Paul Wendkos – Obituary

Brotherhood of the Bell
BROTHERHOOD OF THE BELL: (l to r) Paul Wendkos, actor Glenn Ford, writer-producer David Karp

Director Paul Wendkos, who helmed several stylish made-for-television horror movies, died on Thursday from a lung infection, at the age of 84. The Reuters obituary being reprinted at various outlets (including ABC News) identifies Wendkos as the director of GIDGET (1959), starring Sandra Dee, but barely mentions his fine genre work.
Back in the late 1960s and early 1970s,  Wendkos’ television work was notable for its stylization. At a time when the made-for-television film was in its infancy, most examples of the form utilized a point-and-shoot approach to camerawork, with little effort made to use the visual medium to full potential. Wendkos’s tele-films looked more like features, using unusual camera angles and low-key lighting to good effect. His genre credits include:

  • FEAR NO EVIL (1969): a pilot that never went to series, starring  Louis Jourdan as a paranormal investigator. Co-starring Lynda Day George, Carroll O’Connor and Bradford Dillman, the film scripted by Richard Alan Simmons based on a story by Guy Endore (The Werewolf of Paris).
  • THE BROTHERHOOD OF THE BELL (1970), a made-for-television movie with Glenn Ford as a man called upon to perform a service for the satanic society that helped him become a success
  • THE MEPHISTO WALTZ (1971), a feature film with Alan Alda, Jacqueline Bisset and Bradford Dillman, about a young pianist whose body is possessed by that of his dying mentor.
  • HAUNTS OF THE VERY RICH (1972), a TV movie with Lloyd Bridges, Cloris Leachman, Ed Asner and Anne Francis as millionaires who arrive on a lonely island after escaping a close brush with death – or did they?
  • THE LEGEND OF LIZZY BORDERN (1975), a televsion dramatization of the  infamous murder, depicting the title character (Elizabeth Montgomery0 as the murderer (although she was in fact acquitted in real life), with Fionnula Flanagan (THE OTHERS) in a supporting role.
  • GOOD AGAINST EVIL (1977), a disappointing rip-off of THE EXORCIST, penned by the once-talented Jimmy Sangster (CURSE OF FRANKENSTEIN), starring Dack Rambo, Elyssa Davalos, Richard Lynch and Dan O’Herlihy – apparently intended as a pilot for a series.
  • THE BAD SEED (1985), a television remake of the familiar classic, with Blair Brown, Lynn Redgrave, and David Carradine.
  • FROM THE DEAD OF NIGHT (1989), andother spooky TV movie, this time with Lindsay Wagner (THE BIONIC WOMAN) and Bruce Boxleitner (BABYLON 5).

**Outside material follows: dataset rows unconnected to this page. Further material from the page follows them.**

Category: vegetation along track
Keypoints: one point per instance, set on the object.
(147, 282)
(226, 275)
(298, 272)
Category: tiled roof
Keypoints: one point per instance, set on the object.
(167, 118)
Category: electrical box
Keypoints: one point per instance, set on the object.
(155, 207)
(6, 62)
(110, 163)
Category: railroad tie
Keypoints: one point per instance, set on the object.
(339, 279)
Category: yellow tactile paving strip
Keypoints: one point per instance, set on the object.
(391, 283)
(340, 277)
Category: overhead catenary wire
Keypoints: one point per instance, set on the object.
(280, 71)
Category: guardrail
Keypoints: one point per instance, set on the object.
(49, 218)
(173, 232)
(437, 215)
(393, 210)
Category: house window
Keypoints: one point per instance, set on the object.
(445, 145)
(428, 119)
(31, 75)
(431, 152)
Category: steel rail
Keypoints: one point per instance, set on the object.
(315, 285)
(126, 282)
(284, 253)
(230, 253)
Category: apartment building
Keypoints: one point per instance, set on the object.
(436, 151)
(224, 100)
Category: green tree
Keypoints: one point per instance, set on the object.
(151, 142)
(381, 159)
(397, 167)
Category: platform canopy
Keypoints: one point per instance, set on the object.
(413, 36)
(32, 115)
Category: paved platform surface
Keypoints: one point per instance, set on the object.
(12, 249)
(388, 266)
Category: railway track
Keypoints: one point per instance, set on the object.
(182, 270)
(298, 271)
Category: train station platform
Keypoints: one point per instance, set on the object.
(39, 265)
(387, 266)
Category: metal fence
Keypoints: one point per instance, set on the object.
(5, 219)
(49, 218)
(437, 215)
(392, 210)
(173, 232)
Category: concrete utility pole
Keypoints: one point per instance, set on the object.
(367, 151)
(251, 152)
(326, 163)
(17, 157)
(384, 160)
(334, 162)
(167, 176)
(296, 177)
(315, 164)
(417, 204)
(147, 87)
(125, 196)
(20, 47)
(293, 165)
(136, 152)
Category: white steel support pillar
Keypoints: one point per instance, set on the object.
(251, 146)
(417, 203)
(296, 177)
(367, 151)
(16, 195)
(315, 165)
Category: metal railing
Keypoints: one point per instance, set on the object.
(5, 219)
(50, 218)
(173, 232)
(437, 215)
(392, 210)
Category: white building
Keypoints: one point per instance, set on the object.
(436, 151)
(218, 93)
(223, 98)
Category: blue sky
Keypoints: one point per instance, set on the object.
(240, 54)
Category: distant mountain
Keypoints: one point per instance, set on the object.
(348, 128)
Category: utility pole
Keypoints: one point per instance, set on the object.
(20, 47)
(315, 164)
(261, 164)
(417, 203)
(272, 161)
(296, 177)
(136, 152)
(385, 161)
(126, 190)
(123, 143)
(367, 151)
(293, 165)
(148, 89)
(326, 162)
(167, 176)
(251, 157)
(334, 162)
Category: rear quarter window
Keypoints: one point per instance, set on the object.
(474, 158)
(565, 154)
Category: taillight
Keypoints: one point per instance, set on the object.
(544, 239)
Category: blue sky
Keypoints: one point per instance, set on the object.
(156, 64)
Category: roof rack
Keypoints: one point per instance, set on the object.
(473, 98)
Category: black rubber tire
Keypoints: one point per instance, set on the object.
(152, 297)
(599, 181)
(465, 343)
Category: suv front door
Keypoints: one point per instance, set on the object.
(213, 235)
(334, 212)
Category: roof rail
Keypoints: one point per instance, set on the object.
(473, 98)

Wendkos also directed episodes of THE INVADERS and THE WILD, WILD WEST.
Wendkos was the subject of an extensive interview in the Spring 1972 issue of Cinefantastique (Volume 2, Number 1). Of working in the fantastic genre, he said:

Since my whole approach to art is to create for an audience a shared experience, and to illustrate a little bit of knowledge about themselves, in dealing with bizarre, semi-occult material, I don’t have that satisfaction of being able to deal within the normal range of human experience. I’m dealing with a trick, an entertainment, and that’s all it can be. I can’t pull an audience outside its range of experience if they’re already skeptical. It’s a very serious problem, how to make that kind of material touch everybody in a meaningful way. I could reach them in some primeval, atavistic way, but I don’t think anybody knows how to tap it. In the final analysis, that genre must be entertainment, pure and simple, some kind of titillation to life you out of your own, narrow experimental limitations.